Richter in Frankfurt/Main: Gefahren bei Reise in Heimat ausgeschlossen Asylbewerber

  • Lesedauer: 3 Min.

Eine afghanische Familie mit drei 8- bis 12jährigen Kindern wurde am Mittwoch per Flugzeug in Moldawiens Hauptstadt Chisinau abgeschoben, die sie auf ihrer Flucht vor den Taliban-Milizen durchquert hatte. Von dort könnten sie gefahrlos in den Norden ihrer Heimat reisen, befand der zuständige Richter.

Frankfurt/Main (ND). Wie die Hilfsorganisation PRO ASYL gestern mitteilte, war der Asylantrag der Familie S. zuvor sowohl vom Bundesamt für die Anerkennung ausländischer Flüchtlinge als auch vom zuständigen Einzelrichter der 5. Kammer des Verwaltungsgerichts Frankfurt/Main als »offensichtlich unbegründet« eingestuft worden. Auch Abschiebehindernisse seien nicht zu sehen. Deshalb wurde die Flüchtlings-Familie am Mittwoch gegen 15 Uhr auf dem Frankfurter Flughafen in eine wartende Maschine der Air Moldowa verfrachtet.

Jener Einzelrichter hatte die Abschiebungs-Entscheidung laut Pressemittteilung von PRO ASYL wie folgt begründet:

Nach dem Inhalt einer Auskunft des Auswärtigen Amtes seien »alle Städte innerhalb Afghanistans auf dem Landweg mit öffentlichen Verkehrsmitteln von den benachbarten Staaten aus erreichber. Von daher ist es den Antragstellern auch möglich, von Moldawien aus in den Norden Afghanistans, in das Gebiet des Generals Dostum« zu reisen. Gefahren jeglicher Art seien nach Überzeugung des Gerichts ausgeschlossen.

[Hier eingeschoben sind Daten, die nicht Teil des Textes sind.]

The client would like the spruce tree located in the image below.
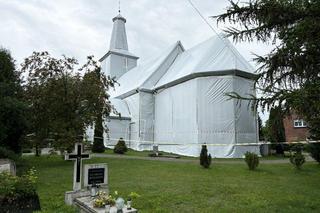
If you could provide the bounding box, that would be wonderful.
[92,116,105,153]
[0,49,27,153]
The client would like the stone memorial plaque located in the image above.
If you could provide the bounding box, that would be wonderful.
[83,164,108,187]
[0,159,16,175]
[0,163,10,172]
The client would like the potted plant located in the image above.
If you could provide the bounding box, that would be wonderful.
[127,192,140,210]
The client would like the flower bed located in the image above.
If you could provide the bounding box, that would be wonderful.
[0,169,40,213]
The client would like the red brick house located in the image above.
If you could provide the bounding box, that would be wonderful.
[283,113,309,142]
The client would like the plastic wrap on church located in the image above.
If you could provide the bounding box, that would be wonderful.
[92,12,259,158]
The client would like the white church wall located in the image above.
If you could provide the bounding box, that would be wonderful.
[154,80,199,156]
[197,76,236,158]
[101,54,137,78]
[138,92,154,150]
[104,119,130,148]
[233,76,260,157]
[124,93,140,150]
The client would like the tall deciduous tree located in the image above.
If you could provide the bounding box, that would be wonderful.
[216,0,320,138]
[22,52,114,151]
[0,49,27,153]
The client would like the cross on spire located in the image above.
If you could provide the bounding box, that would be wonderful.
[65,143,90,191]
[118,0,121,14]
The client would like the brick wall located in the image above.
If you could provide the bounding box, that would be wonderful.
[283,114,309,142]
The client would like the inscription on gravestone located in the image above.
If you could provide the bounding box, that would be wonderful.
[88,168,105,185]
[83,163,108,186]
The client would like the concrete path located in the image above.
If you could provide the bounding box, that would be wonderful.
[92,154,314,164]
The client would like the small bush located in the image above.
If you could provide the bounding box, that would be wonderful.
[113,138,128,154]
[244,152,259,170]
[290,144,306,169]
[0,147,20,161]
[308,143,320,163]
[0,169,40,212]
[200,145,212,169]
[92,138,105,153]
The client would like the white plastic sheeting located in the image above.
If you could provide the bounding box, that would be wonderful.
[155,76,259,158]
[154,36,253,88]
[98,36,259,158]
[104,119,130,147]
[110,98,131,118]
[155,79,199,156]
[112,42,183,97]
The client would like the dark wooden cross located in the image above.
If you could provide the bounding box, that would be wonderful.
[65,143,90,191]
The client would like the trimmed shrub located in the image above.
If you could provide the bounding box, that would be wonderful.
[113,138,128,154]
[92,138,106,153]
[200,145,212,169]
[244,152,259,170]
[308,143,320,163]
[290,144,306,169]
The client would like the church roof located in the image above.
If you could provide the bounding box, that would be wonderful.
[154,36,254,89]
[111,42,183,97]
[111,36,255,98]
[110,98,131,119]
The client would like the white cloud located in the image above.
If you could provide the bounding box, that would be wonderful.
[0,0,271,121]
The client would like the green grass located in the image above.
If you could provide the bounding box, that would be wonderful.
[104,149,288,161]
[104,149,197,159]
[25,156,320,213]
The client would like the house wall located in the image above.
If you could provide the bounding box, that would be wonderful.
[283,113,309,142]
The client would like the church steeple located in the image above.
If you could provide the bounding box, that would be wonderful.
[100,9,139,80]
[110,13,128,50]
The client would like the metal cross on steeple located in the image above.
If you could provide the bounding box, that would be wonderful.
[118,0,121,14]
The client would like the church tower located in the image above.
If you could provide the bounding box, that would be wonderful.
[99,10,139,80]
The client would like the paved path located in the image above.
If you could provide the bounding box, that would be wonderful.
[92,154,314,164]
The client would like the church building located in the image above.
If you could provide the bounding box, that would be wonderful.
[96,14,259,158]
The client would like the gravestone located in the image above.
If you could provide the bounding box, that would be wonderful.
[65,143,90,205]
[83,163,108,187]
[0,159,16,175]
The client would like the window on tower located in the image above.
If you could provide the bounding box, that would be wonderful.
[124,58,128,71]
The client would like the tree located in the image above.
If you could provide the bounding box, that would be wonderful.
[215,0,320,139]
[258,116,265,141]
[22,52,115,151]
[92,115,105,153]
[266,107,286,155]
[0,49,27,153]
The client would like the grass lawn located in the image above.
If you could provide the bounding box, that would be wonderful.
[24,156,320,213]
[104,149,289,161]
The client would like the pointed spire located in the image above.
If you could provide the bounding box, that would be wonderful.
[118,0,121,15]
[110,9,128,50]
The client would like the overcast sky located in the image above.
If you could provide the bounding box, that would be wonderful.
[0,0,271,120]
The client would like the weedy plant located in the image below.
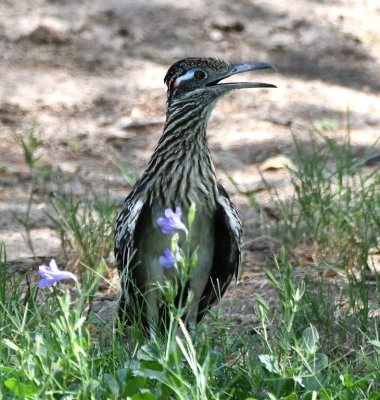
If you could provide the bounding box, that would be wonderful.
[0,126,380,400]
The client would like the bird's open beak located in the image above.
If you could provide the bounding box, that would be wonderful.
[206,62,277,90]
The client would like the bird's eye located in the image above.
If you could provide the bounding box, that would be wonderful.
[194,69,207,81]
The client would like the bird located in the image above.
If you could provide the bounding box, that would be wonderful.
[114,57,276,335]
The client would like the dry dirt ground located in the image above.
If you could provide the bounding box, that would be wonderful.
[0,0,380,324]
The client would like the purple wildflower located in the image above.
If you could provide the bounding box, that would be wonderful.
[157,207,187,233]
[38,259,77,289]
[159,247,182,268]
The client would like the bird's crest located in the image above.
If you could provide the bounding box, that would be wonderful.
[164,57,228,102]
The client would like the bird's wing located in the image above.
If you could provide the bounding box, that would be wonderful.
[198,185,243,321]
[115,192,144,273]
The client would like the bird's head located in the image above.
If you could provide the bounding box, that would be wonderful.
[164,58,276,104]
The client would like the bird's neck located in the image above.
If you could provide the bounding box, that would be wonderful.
[146,103,217,209]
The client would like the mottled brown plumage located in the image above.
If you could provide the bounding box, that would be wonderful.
[115,58,275,332]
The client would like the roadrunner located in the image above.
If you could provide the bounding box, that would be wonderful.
[115,58,276,333]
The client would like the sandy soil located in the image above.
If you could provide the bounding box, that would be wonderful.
[0,0,380,324]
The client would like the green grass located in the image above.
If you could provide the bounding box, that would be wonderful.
[0,130,380,400]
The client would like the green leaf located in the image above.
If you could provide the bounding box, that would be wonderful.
[131,392,156,400]
[4,378,39,398]
[313,353,329,372]
[302,325,319,354]
[259,354,280,374]
[121,376,147,398]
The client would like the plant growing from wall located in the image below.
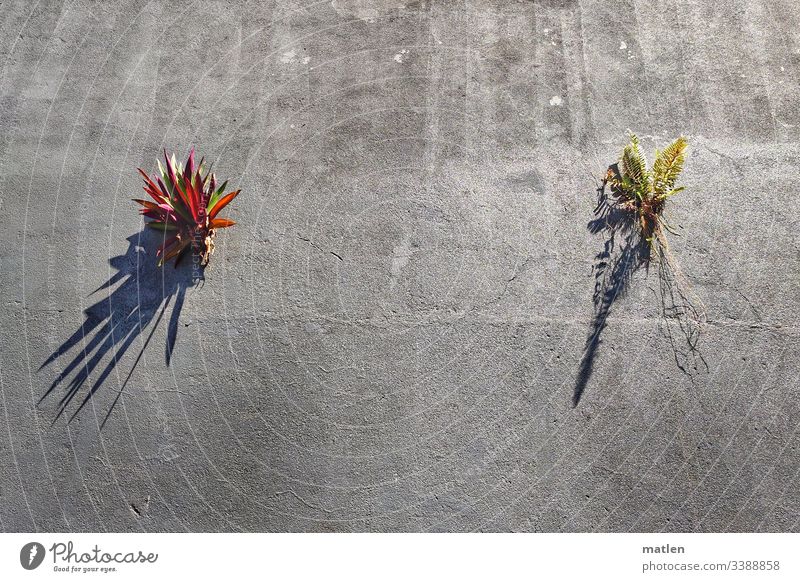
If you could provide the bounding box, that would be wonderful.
[134,148,240,266]
[606,133,688,256]
[573,133,705,405]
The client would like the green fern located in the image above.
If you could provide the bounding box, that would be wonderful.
[653,136,688,200]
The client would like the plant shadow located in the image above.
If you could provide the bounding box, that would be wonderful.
[572,164,650,406]
[37,229,203,429]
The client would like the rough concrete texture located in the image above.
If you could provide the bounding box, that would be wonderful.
[0,0,800,531]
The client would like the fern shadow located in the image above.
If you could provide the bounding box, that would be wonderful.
[572,164,650,407]
[37,229,203,429]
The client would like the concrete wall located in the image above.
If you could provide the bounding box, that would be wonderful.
[0,0,800,531]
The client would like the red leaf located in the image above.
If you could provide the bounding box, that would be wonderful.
[208,218,236,228]
[208,190,241,220]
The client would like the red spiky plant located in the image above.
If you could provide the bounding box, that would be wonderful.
[133,148,241,267]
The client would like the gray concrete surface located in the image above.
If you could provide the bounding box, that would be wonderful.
[0,0,800,531]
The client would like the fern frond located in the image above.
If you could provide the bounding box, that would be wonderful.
[621,133,650,200]
[653,136,687,199]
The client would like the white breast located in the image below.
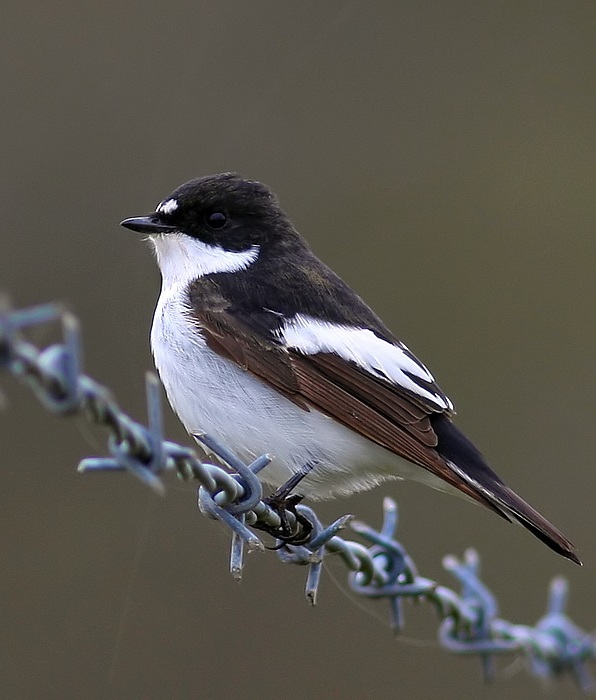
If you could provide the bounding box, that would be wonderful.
[151,234,446,499]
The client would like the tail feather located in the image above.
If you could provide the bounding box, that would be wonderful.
[433,416,581,566]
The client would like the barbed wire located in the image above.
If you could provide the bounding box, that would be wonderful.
[0,299,596,692]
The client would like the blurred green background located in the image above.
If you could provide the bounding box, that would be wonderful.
[0,0,596,699]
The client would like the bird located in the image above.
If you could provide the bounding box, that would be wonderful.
[121,173,581,564]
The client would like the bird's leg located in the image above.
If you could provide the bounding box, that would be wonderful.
[256,462,315,549]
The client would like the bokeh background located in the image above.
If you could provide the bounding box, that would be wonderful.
[0,0,596,699]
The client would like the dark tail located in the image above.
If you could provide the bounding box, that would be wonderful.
[432,415,581,566]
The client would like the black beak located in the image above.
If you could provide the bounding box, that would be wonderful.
[120,214,178,233]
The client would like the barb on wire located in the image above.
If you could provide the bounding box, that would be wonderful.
[0,299,596,692]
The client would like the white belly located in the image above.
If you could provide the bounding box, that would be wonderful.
[151,289,447,499]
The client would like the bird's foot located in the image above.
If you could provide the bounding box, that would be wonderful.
[254,465,313,550]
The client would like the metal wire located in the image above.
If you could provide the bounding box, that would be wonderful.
[0,299,596,692]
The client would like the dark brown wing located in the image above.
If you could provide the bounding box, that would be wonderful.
[189,304,581,563]
[194,309,508,519]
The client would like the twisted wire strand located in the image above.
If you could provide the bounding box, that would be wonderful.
[0,299,596,692]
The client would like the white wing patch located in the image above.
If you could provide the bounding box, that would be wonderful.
[155,199,178,214]
[279,314,453,410]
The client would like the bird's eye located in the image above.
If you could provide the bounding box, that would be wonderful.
[207,211,228,228]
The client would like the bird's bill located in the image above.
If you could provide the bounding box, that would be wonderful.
[120,214,177,233]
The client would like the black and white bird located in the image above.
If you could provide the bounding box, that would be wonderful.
[122,173,580,563]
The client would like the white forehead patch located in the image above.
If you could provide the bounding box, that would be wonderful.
[155,199,178,214]
[279,314,453,410]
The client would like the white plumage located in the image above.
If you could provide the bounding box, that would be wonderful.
[150,233,454,499]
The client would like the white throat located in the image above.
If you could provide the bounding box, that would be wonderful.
[149,233,259,287]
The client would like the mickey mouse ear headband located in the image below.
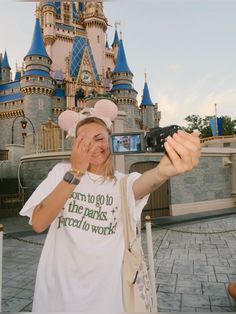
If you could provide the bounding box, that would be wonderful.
[58,99,118,138]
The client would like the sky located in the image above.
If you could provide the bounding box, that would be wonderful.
[0,0,236,126]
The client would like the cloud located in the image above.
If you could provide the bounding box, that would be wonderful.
[168,63,182,72]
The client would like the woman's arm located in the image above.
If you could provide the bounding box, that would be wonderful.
[133,130,200,199]
[32,181,75,232]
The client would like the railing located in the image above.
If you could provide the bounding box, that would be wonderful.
[0,160,18,179]
[0,193,24,209]
[25,128,71,154]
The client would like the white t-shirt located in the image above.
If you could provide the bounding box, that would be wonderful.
[20,163,148,313]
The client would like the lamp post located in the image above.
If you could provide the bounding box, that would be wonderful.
[11,112,35,144]
[215,104,219,136]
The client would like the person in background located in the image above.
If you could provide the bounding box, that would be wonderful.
[20,100,200,313]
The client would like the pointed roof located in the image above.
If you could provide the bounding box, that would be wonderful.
[113,39,133,74]
[15,70,21,81]
[70,36,99,80]
[112,29,119,46]
[140,82,154,106]
[26,18,49,58]
[2,50,11,69]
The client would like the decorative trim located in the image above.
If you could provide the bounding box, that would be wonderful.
[170,197,236,216]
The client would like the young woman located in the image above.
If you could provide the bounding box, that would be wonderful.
[20,106,200,313]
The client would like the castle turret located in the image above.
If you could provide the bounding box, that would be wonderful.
[140,75,154,130]
[42,1,56,59]
[111,23,119,59]
[20,18,55,132]
[140,74,161,130]
[84,1,108,75]
[1,51,11,83]
[111,39,139,129]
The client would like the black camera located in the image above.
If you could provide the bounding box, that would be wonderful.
[110,125,181,154]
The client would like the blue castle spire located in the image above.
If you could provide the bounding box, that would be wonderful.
[26,18,49,58]
[2,50,11,69]
[112,29,119,46]
[113,39,132,74]
[140,82,153,106]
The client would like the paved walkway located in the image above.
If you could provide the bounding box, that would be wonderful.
[1,213,236,312]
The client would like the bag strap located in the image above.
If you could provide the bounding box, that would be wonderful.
[120,176,135,249]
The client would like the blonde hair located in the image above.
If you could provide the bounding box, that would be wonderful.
[75,117,115,181]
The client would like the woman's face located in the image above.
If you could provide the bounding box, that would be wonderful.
[77,122,110,166]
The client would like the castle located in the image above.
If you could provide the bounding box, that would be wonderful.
[0,0,160,149]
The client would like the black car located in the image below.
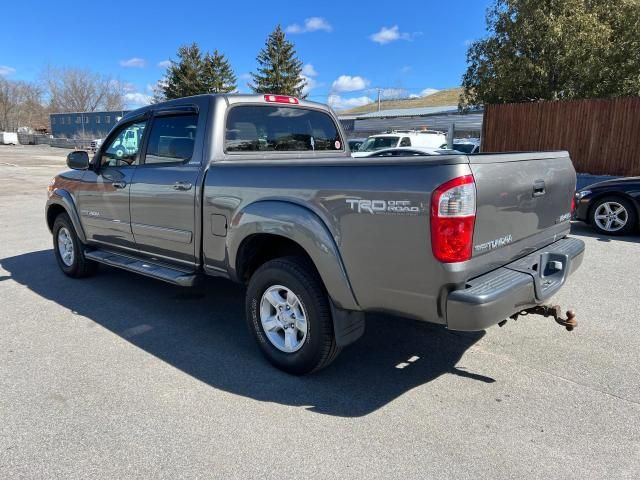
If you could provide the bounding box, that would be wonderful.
[575,177,640,235]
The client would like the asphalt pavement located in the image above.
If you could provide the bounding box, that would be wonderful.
[0,146,640,480]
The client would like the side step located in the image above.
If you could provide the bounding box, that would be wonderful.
[84,250,199,287]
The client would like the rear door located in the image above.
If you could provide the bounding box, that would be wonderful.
[131,107,204,268]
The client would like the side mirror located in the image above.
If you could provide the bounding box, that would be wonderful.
[67,150,89,170]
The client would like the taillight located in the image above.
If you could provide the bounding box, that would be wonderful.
[264,95,299,105]
[431,175,476,263]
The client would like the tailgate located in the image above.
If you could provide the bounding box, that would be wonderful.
[469,152,576,258]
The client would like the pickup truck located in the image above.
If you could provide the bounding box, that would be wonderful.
[46,95,584,374]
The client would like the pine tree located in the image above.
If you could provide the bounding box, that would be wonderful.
[202,49,237,93]
[159,42,236,102]
[161,42,205,100]
[250,25,305,98]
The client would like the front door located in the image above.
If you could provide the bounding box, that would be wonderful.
[131,111,202,269]
[78,120,147,250]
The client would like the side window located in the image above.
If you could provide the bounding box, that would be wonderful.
[225,105,344,152]
[144,114,198,164]
[100,121,147,167]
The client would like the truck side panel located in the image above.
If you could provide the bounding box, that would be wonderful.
[203,157,470,323]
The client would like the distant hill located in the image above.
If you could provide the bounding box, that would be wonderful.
[338,88,462,115]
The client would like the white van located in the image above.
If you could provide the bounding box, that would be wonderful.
[351,130,447,157]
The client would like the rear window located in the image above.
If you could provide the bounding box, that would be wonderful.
[225,105,343,152]
[360,137,398,152]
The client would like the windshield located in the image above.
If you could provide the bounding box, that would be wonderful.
[359,137,398,152]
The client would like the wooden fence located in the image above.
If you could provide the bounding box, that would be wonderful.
[482,97,640,176]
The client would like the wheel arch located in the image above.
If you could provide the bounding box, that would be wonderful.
[227,200,360,310]
[45,188,87,243]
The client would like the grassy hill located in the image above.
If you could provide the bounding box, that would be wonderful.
[338,88,462,115]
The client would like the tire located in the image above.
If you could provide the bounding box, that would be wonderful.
[245,257,340,375]
[589,196,638,235]
[53,213,98,278]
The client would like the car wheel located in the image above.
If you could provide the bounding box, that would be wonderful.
[53,213,98,278]
[589,197,638,235]
[246,257,340,375]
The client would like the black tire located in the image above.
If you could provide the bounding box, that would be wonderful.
[589,195,638,236]
[246,257,340,375]
[53,213,98,278]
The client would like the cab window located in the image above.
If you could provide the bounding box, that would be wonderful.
[225,105,344,152]
[100,121,147,167]
[144,114,198,164]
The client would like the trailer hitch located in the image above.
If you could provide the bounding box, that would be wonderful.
[511,305,578,331]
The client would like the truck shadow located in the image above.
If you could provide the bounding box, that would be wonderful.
[0,250,494,417]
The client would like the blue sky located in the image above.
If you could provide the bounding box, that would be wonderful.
[0,0,490,108]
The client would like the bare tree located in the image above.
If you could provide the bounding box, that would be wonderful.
[0,78,48,131]
[44,67,124,112]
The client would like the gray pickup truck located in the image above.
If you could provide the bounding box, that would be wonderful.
[46,95,584,374]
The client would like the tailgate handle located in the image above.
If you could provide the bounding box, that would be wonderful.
[533,180,546,197]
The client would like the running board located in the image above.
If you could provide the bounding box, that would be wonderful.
[84,250,198,287]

Abgesehen davon, daß Moldawien kein »benachbarter Staat« Afghanistans, sondern von ihm durch mehr als 5000 Kilometer Landweg getrennt ist, stellt nach Ansicht von PRO ASYL schon der Flug nach Chisinau für die abgeschobenen Asylbewerber eine Reise ins Ungewisse dar. Denn Moldawien ist nicht der Genfer Flüchtlingskonvention beigetreten. Der Familie fehlen für die Weiterreise, selbst wenn sie prinzipiell ohne weiteres möglich wäre, die notwendigen Geldmittel. Und die Eltern werden ihren Kindern bei ihrer deshalb unausweichlichen Odyssee nur unzureichend beistehen können: Frau S. ist völlig verzweifelt; Herr S. wurde direkt vom Waldkrankenhaus Köp-

pern zur Abschiebung gebracht, in das er am Vortag - bereits zum zweiten Male binnen eines Monats - wegen akutem Nerven- und Kreislaufzusammenbruch eingeliefert worden war Obwohl Ärzte von einer zwei- bis vierwöchigen stationären Behandlung ausgegangen waren.

»Mit ungeheurer Kaltschnäuzigkeit entledigt sich das Verwaltungsgericht jeder Verantwortung für Eltern und Kinder«, erklärte PRO ASYL-Sprecher Heiko Kauffmann. Er verwies darauf, daß sich Asyl-Ablehnungen für afghanische Flüchtlinge mit der Begründung häuften, ihnen stehe eine »interne Fluchtalternative« in Nordafghanistan zu Verfügung. Die Konstruktion solch einer »Fluchtalternative in die Arme des Generals Dostum« hat laut Kauffmann Methode: »Während Bundesaußenminister Kinkel Vertreter der Taliban-Milizen in Deutschland hofiert, wertet gleichzeitig das Auswärtige Amt einen weiteren Kriegsherrn zum angeblichen Garanten der Sicherheits- und Versorgungslage auf.« Flüchtlinge dürften keinesfalls Spielball wirtschaftlicher und geostrategischer Interessen der Bundesrepublik werden.